Schuldenberge werfen ihren Schatten voraus

Schuldenmachen im Schattenhaushalt - Der Schatten wird nicht mehr von uns weichen. Entweder steuert der Staat auf die Handlungsunfähigkeit und reibt sich im Schuldendienst auf (Anarchisten werden jubilieren), oder wer wird sich irgendwann mit erdrosselnden Abgaben zu Lasten der Bürger zu sanieren suchen.

Da haben die vorgehenden Generationen schon viel zusammengetragen an Lasten für uns, und wir häufen weiter auf für die nach uns.

Letztlich ist das die Folge des demokratischen Wohlfahrts- und Subventionsstaat. In diesem halten sich die Politiker an der Macht, indem sie den Steuerzahler-Wählern nicht allzuviel wegnehmen, und dem Leistungsempfänger-Wähler (Banker, Sozialhilfeempfänger, Unternehmer) reichlich geben, unfähig, Härte zu zeigen. Das führt zur Staatsverschuldung, d.h. zur Lastenabwälzung auf zukünftige Wähler, die sich aktuell nicht an der Wahlurne wehren können.

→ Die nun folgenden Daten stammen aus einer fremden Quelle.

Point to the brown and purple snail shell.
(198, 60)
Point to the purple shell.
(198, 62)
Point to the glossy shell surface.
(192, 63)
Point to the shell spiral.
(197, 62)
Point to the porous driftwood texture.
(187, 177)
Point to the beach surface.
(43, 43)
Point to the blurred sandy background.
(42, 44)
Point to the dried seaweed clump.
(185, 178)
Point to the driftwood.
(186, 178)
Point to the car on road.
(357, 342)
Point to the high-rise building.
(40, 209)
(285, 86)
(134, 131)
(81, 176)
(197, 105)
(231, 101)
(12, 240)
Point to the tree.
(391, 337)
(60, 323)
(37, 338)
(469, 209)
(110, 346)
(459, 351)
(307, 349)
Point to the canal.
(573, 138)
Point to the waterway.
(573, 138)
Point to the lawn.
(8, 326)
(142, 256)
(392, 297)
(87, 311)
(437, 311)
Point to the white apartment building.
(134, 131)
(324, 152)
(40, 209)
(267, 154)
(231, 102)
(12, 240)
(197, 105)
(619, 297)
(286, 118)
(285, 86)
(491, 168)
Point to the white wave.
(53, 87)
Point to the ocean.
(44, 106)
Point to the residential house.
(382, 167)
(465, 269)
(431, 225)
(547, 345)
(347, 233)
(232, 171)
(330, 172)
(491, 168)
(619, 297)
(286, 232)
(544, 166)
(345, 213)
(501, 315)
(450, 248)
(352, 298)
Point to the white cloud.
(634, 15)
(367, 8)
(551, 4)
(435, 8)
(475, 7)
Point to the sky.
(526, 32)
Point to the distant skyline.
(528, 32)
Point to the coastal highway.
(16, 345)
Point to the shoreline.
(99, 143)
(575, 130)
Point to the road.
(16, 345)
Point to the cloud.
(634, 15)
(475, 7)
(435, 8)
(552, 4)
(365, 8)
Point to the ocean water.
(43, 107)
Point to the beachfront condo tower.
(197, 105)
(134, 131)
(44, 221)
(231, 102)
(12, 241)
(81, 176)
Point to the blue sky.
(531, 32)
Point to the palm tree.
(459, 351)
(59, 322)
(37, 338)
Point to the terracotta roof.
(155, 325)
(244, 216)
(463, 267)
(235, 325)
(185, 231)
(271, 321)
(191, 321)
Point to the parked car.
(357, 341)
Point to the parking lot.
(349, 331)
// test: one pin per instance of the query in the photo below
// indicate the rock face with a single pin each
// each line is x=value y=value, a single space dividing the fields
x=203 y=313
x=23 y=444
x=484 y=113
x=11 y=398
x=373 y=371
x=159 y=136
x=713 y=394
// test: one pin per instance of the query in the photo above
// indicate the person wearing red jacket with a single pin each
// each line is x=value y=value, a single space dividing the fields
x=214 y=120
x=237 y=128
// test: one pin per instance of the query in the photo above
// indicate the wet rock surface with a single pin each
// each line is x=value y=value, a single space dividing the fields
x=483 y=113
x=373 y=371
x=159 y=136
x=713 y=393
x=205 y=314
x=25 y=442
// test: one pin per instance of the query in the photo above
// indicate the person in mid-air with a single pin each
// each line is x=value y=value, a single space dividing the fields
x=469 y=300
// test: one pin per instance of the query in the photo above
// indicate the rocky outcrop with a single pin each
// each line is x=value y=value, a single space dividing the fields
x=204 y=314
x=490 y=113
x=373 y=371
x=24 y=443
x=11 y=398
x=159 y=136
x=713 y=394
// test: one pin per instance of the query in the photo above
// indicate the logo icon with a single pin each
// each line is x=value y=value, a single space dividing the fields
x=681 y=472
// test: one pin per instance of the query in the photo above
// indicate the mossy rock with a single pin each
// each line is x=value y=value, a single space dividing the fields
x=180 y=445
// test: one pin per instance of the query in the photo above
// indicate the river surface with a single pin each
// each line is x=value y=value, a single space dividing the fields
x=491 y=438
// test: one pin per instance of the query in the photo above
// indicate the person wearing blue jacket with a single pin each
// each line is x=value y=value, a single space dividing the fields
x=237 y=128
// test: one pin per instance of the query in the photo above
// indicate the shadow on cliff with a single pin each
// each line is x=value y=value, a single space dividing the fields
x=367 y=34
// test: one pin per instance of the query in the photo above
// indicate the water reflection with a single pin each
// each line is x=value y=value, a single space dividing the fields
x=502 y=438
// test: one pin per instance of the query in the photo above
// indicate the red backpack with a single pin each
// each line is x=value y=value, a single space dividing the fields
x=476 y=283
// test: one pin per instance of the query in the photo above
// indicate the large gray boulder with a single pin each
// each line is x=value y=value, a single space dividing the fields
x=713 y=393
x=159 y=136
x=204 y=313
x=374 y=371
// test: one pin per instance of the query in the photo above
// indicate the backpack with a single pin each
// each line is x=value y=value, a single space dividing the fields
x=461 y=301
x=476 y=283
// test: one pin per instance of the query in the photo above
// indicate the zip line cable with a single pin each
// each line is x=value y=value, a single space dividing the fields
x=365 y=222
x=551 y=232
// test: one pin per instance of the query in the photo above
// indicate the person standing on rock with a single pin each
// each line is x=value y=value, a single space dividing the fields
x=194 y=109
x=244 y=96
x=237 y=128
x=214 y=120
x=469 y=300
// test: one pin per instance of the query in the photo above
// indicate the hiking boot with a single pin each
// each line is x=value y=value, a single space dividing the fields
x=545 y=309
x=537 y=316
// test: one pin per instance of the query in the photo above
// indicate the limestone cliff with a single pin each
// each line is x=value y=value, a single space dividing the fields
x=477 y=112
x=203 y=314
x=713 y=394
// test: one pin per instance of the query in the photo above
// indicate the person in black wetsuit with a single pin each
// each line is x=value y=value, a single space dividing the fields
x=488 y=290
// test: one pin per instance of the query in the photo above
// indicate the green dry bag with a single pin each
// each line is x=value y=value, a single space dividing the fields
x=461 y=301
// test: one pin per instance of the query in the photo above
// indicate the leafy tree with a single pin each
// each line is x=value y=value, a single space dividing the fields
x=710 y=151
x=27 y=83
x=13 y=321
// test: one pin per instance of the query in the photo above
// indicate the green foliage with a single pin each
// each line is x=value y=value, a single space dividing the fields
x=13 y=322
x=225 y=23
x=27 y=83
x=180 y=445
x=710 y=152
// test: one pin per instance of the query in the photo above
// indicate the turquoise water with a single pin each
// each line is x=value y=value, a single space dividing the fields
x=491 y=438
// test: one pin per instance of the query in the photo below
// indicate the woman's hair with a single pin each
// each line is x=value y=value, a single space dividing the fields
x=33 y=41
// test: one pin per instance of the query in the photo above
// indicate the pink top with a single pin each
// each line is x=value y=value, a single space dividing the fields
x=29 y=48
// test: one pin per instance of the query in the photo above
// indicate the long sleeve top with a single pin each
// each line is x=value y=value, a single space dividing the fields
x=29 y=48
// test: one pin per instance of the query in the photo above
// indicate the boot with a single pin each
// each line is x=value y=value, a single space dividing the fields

Wenn man die Politik des ewigen Schuldenmachens auf die Spitze denkt, wird der Schuldenstaat der Zukunft irgendwann maximale Abgaben erheben müssen, diese sämtlich aber nur für den Schuldendienst einsetzen
können, ohne dem Bürger noch irgendwelche Leistungen erbringen zu können. Der Staat träte dann als nackter Steuereintreiber an uns heran. Die Legitimation dieses Staates wäre denkbar verbraucht, sodass sich wahrscheinlch Anarchie ähnlich wie in Armutsvierteln der Dritten Welt ausbreiten würde. Warlords und Gangs übernähmen dann die lokale Macht.

Weiland häuften die absolutistischen Fürsten Schuldenberge für protzige Schlossbauten an. Mit der Einführung der Demokratie so hoffte man, würde sich daran etwas ändern. Das muss schon lange her sein. Wo vergemeinschaftete Zwangsabgaben verwaltet werden, ist die Misswirtschaft so oder so nicht weit.